Chemistry Nobel awarded for technique to produce mirror molecules
The 2021 Nobel prize in chemistry has been awarded to Benjamin List and David MacMillan for developing an entirely new kind of catalyst for making chemical reactions take place, and allowing chemists to choose the “handedness” of their molecules.
Up until 2000, they only knew about two kinds of catalysts for making chemical reactions take place. One kind is enzymes, which are large molecules made of hundreds or thousands of amino acids strung together. The other kind is metal catalysts, such as the platinum in catalytic converters. Often the metal is embedded within a molecule.
List, succeeded in using a single amino acid called proline instead of using an entire enzyme to catalyse one reaction.
MacMillan succeeded in using simple organic molecules as catalyst – molecules that contain Carbon – that don’t contain any metal atoms.
The work of List and MacMillan showed for the first time that small organic molecules can act as catalysts. Crucially, these small organic catalysts can generate molecules with a specific “handedness“. Many molecules come in left or right-handed mirror images that can have different properties. For this reason, the field is known as asymmetric organo-catalysis.

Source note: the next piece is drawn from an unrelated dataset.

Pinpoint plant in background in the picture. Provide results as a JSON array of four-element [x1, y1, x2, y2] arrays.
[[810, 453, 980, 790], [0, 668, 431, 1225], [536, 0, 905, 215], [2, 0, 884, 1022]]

You can use small organic molecules to do the same job as big enzymes and metal catalysts, in reactions that are precise, cheap, fast and environmentally friendly. The discoveries initiated a totally new way of thinking about how to put together organic molecules.
The real revolution of the discoveries is only surfacing now with these extremely reactive organic catalysts that can do stuff you cannot do with enzymes or even with the most sophisticated metal complexes.